Armenian Government To Spend $2.7 Million On New Cars

Switzerland - A Volvo XC40 car displayed at the Geneva International Motor Show, March 5, 2018.

Years after Nikol Pashinian accused Armenia’s former government of using too many cars for its officials, his cabinet will buy 49 more vehicles at a cost of just over 1 billion drams ($2.7 million).

It gave no reason for the decision approved during a cabinet meeting chaired by the prime minister on July 11. A government statement said only that the electric and hybrid cars will be purchased from a local dealership representing the Swedish carmaker Volvo.

Three of them will be used by high-ranking government officials, the statement said without naming them or their positions. Nor did it specify the recipients of the other government limousines.

A spokeswoman for Armenia’s Committee for the State Property Management, which will handle the procurement, also declined to disclose the list of those officials, saying that it “may change before the end of the year.”

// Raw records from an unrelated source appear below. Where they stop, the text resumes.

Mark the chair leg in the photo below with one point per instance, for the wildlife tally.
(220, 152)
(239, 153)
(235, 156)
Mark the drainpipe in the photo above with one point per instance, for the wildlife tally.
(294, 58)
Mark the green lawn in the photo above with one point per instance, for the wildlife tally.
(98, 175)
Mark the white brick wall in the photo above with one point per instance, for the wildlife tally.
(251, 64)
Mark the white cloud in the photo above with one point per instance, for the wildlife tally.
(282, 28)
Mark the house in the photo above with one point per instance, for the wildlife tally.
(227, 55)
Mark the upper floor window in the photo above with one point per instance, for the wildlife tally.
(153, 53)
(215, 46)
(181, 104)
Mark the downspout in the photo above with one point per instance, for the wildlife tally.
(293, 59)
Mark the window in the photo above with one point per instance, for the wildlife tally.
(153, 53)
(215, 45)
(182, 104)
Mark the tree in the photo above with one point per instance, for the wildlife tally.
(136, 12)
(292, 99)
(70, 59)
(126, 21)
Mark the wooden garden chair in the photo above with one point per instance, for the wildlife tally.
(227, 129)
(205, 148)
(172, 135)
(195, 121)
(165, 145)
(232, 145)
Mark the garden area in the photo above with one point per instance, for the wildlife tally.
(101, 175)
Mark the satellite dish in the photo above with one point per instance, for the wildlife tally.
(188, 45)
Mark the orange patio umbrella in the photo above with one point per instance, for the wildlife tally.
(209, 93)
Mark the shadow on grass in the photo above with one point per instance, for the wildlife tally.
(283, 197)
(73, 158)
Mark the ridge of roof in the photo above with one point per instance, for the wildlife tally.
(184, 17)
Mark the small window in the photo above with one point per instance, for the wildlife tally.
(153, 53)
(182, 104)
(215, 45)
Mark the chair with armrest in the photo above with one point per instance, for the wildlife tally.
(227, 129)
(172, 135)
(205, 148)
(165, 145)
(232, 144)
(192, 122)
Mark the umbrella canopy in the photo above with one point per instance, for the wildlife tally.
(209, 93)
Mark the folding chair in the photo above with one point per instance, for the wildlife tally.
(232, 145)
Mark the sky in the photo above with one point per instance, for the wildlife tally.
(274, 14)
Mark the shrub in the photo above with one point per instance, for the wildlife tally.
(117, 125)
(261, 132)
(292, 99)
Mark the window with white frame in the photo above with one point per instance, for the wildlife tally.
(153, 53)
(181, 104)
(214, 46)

Even the Armenian Ministry of Finance sought an answer to this question in its written comments on the July 11 decision submitted to the prime minister’s office beforehand. It also remains unclear whether the government will decommission as many other limousines that are currently in service.

Varuzhan Hoktanian, the programs director at Armenia’s leading anticorruption watchdog, called the acquisition a “luxury” and criticized the lack of transparency surrounding it.

“Any political force that comes to power gets a taste of power some time later and starts to forget what they said when they were not in power,” Hoktanian told RFE/RL’s Armenian Service.

Pashinian decried what he called a disproportionately large number of government cars in Armenia when he was an opposition parliamentarian prior to coming to power in 2018. He said that there must be no more than 35 limousines reserved for the country’s highest-ranking officials.

The overall number of government cars does not seem to have decreased during his six-year rule. Moreover, Pashinian has been criticized for buying additional expensive cars for his and his family members’ security detail.